最近アメリカが遠く思える。
ニューヨークの貿易センターが消えた光景も知らないし、カリフォルニアの大きな山火事も
自分には遠いところで起こっている。友人達はいるにせよ、やはり遠い。
定着という言葉があるが、一個所にとどまり生活をし、その地域になじむのには何年かかるか?
5年が目安だと思う。
アメリカから離れ、地方都市に暮らしてはや6年。
すっかりここに定着した感がある。
都会より少し物事の動く時間がゆったりとして、飾らない人が多いこの地域に今私はいるのだ。

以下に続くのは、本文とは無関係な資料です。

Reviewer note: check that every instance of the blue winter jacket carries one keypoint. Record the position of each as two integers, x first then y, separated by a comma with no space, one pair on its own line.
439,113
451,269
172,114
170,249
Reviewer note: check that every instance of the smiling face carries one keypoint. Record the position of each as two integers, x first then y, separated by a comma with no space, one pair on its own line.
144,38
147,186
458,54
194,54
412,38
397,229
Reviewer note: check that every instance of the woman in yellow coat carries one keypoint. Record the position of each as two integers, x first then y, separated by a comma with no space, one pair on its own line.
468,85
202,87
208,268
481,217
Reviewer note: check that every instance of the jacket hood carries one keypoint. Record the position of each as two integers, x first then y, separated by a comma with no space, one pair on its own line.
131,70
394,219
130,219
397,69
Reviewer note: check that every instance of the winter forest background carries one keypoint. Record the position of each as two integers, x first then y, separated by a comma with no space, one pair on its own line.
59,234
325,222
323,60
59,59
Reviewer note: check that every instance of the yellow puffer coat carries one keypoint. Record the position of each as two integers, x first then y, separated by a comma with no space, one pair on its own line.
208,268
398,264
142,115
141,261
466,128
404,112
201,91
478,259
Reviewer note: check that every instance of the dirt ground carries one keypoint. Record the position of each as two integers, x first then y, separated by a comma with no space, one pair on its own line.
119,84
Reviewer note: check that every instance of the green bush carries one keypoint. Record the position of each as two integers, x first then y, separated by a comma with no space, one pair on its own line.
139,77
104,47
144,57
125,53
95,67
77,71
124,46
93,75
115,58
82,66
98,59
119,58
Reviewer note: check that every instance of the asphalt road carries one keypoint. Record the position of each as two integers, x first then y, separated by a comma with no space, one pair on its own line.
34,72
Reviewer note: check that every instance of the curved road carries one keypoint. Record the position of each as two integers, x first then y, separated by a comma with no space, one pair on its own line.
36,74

前に住んでいたL.A.の記憶も薄ぼんやりとしてきた今日この頃。
自分が生まれ育った日本がそれは一番住みやすいのは当然だ。
楽に暮らせるし、暮らしのリズムや、ルール、そして何より心のよりどころとなる親族が近くにいることから来る安心感がストレスを分散してくれるからだろう。

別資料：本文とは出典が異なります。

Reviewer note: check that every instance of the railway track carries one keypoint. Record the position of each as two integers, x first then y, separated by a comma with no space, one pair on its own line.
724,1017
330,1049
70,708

でも、数年暮らしたアメリカもまた、他の外国の国々から比べるとやはり親近感がある。遠くてなかなか行けないけれど、どこか他の国に住むとすれば間違いなくアメリカを選ぶだろう。
それは、
よそ者でもチャンスをつかめば受け入れてもらえる。いや、チャンスをつかもうとがんばっていれば受け入れてもらえるそんな風土があるからだろう。元をたどれば、みんなどこからかやって来た人達の集まりなのだから。
がんばろう!という気持ちを盛り上げてくれるのもアメリカだと思う。
人を誉めることの上手な人が多いせいなのかな?はっきりとした物言いも慣れてしまえば心地よい。

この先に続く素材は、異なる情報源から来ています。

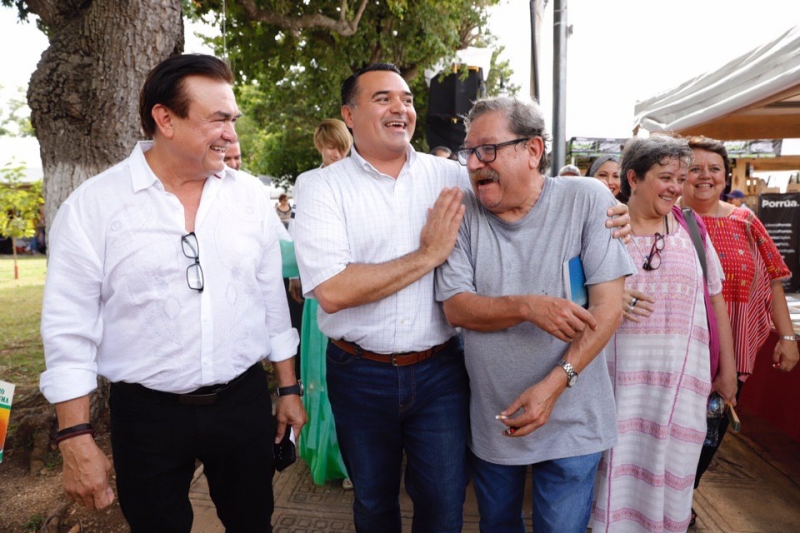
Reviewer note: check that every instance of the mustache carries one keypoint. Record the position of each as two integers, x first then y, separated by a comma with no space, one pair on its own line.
483,174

いい思い出ばかりではなかったにしろ、懐かしい友人達や、お世話になったお医者さん、友人達、近所の人々を私は決して忘れない。
アメリカで生まれた娘も8歳。
日本とアメリカの国籍を持っている彼女が今後、どのような人生を歩もうが、
自分で判断して国籍を決めればいい。その選択を与えてあげられることが今は嬉しい。
その地に行って肌で自分の生まれた国を実感してそして決めて欲しいと思っている。
いろいろ見て、聞いて、感じてそして確かめて確実に人生を歩んで欲しいと思っています。
自分の経験が少しでも娘に、そしてこのエッセイを読んでくださった方々に伝わればいいなと思いながら
…
ビバアメリカは、今回をもって終章とさせていただきます。